O presidente da Abruc, Claudio Alcides Jacoski, compartilha da mesma visão e critica a falta de controle e acompanhamento, que levou muitas instituições a abandonarem o programa por medo dos riscos financeiros. “Quando o fundo garantidor passou a transferir parte da inadimplência para as instituições, muitas saíram do mercado”, afirmou.
Especialistas apontam que a crise econômica iniciada em 2015 agravou a situação. Para Renato Janine Ribeiro, presidente da SBPC e ex-ministro da Educação, o desemprego crescente, que chegou a quase 15% em 2020 e 2021, impactou diretamente a capacidade de pagamento dos beneficiários. “As pessoas perderam a confiança de que a educação garantiria uma ascensão social”, disse.
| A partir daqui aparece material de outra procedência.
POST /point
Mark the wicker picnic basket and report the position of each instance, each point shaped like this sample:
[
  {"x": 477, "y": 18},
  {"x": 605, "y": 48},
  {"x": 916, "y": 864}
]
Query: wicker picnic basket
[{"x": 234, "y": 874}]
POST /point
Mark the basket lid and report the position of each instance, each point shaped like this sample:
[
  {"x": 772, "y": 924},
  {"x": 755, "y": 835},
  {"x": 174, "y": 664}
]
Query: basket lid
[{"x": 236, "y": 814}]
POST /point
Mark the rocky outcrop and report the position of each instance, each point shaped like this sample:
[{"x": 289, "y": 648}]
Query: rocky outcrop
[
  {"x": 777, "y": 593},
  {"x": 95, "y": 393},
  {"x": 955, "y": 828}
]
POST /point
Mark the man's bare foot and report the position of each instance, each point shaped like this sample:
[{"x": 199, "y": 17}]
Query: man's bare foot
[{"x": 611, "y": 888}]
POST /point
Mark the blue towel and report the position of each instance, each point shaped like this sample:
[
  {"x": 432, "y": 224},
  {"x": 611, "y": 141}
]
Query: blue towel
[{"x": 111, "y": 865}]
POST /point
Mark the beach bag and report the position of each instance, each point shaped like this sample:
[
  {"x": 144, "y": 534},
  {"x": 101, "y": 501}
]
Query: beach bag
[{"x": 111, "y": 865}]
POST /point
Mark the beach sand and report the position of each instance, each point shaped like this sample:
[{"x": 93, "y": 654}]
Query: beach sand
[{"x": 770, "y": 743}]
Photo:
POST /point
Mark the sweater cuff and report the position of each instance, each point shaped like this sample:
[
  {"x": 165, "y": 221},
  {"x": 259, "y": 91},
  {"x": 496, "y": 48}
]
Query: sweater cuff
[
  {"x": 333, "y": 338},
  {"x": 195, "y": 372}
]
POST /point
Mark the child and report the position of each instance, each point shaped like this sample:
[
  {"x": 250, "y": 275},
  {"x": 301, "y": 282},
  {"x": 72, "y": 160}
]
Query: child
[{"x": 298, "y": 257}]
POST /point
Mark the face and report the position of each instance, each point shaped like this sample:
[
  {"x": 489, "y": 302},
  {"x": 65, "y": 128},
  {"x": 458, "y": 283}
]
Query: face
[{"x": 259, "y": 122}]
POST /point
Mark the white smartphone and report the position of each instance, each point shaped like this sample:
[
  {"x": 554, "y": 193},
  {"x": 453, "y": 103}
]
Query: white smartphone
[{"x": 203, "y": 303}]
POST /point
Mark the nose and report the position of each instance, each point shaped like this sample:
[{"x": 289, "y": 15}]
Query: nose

Além disso, o avanço do empreendedorismo informal e o aumento de trabalhadores autônomos, fenômeno chamado de “pejotização”, contribuiu para o desinteresse pela formação acadêmica. “Criaram uma ilusão de que o empreendedorismo traria sucesso garantido, o que não é verdade para a maioria”, observa Janine Ribeiro.
Na capital mineira, a arquiteta Letícia Souza, de 30 anos, viu o nome do pai ser negativado ao deixar de pagar o financiamento do qual ele era fiador. Sua dívida ultrapassa R$ 45 mil. Indignada por não ter conseguido descontos como outros estudantes em renegociações anteriores, ela optou por ficar inadimplente esperando por melhores condições. “Tive que tomar essa decisão difícil. As ligações de cobrança são diárias, é um desgaste emocional muito grande”, relata.
O MEC reconhece os problemas enfrentados pelo Fies e lançou em 2024 o modelo Fies Social, voltado a estudantes com renda per capita de até meio salário mínimo e cadastrados no CadÚnico. A iniciativa previa beneficiar até 100 mil pessoas com financiamento de até 100%, mas não alcançou o impacto esperado.
Segundo o ministro Camilo Santana, o governo trabalha para identificar quem não paga por falta de condições reais, cruzando dados da Receita Federal e do Ministério do Trabalho. “Precisamos saber se a pessoa está empregada ou não, se tem renda ou não”, explicou. O Fundo Nacional de Desenvolvimento da Educação (FNDE) informou que, até o fim de 2024, mais de 387 mil renegociações haviam sido firmadas, com arrecadação de quase R$ 795 milhões apenas nas parcelas iniciais dos acordos.
O Fies, criado para facilitar o acesso ao ensino superior, enfrenta agora o desafio de se reestruturar para não se tornar uma armadilha financeira para quem sonha com um diploma universitário.